Thursday, June 3, 2010

Question of the Day: When becoming serious with a partner, when or should you disclose previous marriages?

This question comes from a current Princeton Elite Club database member who recently discovered his fiance lied to him about her previous marriages. He was told he was becoming hubby #3, only to soon discover he was more in the ballpark of "Mr. 5th inning!" YIKES! Well, my theory is this: If she was willing to string him along and lie to him about how many strike-outs were called before him, what else was she omitting from the poor schmuck?

But then again, I'm an open book so maybe I'm too harsh a critic. I just feel that in order for a healthy relationship to sustain itself you need to be unabashedly yourself - warts and all. I think I have the opposite problem because I tend to just purge all my dirty laundry (well....not all) right from the get-go. I figure, I'm sane (relatively), lively, energetic and eager and, while Lord knows I have my skeletons, why not put it all out there and let my guy determine if I'm worth stickin' around for. And if my past mistakes were too much for him to handle....see ya! Don't want ya anyways.

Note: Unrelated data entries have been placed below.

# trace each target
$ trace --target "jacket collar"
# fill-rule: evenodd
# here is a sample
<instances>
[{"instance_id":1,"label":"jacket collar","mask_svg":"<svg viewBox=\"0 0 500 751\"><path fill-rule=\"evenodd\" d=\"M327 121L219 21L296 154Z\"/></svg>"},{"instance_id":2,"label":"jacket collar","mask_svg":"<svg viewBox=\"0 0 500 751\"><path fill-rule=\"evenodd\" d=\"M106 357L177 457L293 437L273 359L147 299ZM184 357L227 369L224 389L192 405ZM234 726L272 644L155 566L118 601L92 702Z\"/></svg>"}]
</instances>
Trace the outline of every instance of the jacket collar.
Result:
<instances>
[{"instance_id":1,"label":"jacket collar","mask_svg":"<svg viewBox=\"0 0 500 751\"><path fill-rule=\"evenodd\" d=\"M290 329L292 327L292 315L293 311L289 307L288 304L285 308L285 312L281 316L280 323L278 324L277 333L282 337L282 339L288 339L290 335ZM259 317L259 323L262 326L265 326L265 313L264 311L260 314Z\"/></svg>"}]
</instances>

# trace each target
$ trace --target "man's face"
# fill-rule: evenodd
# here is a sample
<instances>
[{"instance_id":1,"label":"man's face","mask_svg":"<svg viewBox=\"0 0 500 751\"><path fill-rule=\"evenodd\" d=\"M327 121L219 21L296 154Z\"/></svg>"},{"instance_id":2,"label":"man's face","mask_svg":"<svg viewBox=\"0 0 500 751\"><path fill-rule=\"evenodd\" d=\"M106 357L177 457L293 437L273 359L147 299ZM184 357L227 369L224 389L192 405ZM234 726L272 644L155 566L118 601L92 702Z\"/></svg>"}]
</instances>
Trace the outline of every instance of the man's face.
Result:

This said, however, I am not justifying or even remotely suggesting a string of bad marriages and broken-off engagements. (God dawg, one marriage gone by the wayside and I can't even commit to lunch!) But, the question pertains to full disclosure in a relationship. If you build it on a false fundamental premise, it will inevitably tear at the fabric of the relationship. If you have a past you aren't proud of and made some serious mistakes in relationships, don't you think you owe it to your partner, and to yourself, to inveil necessary information about how you've handled other serious relationships? It doesn't mean you haven't changed or that you aren't willing to, but you certainly don't want a mate to commit to you by default. I wonder if Elizabeth Taylor would be rootin' for Team Ms. Fabrication?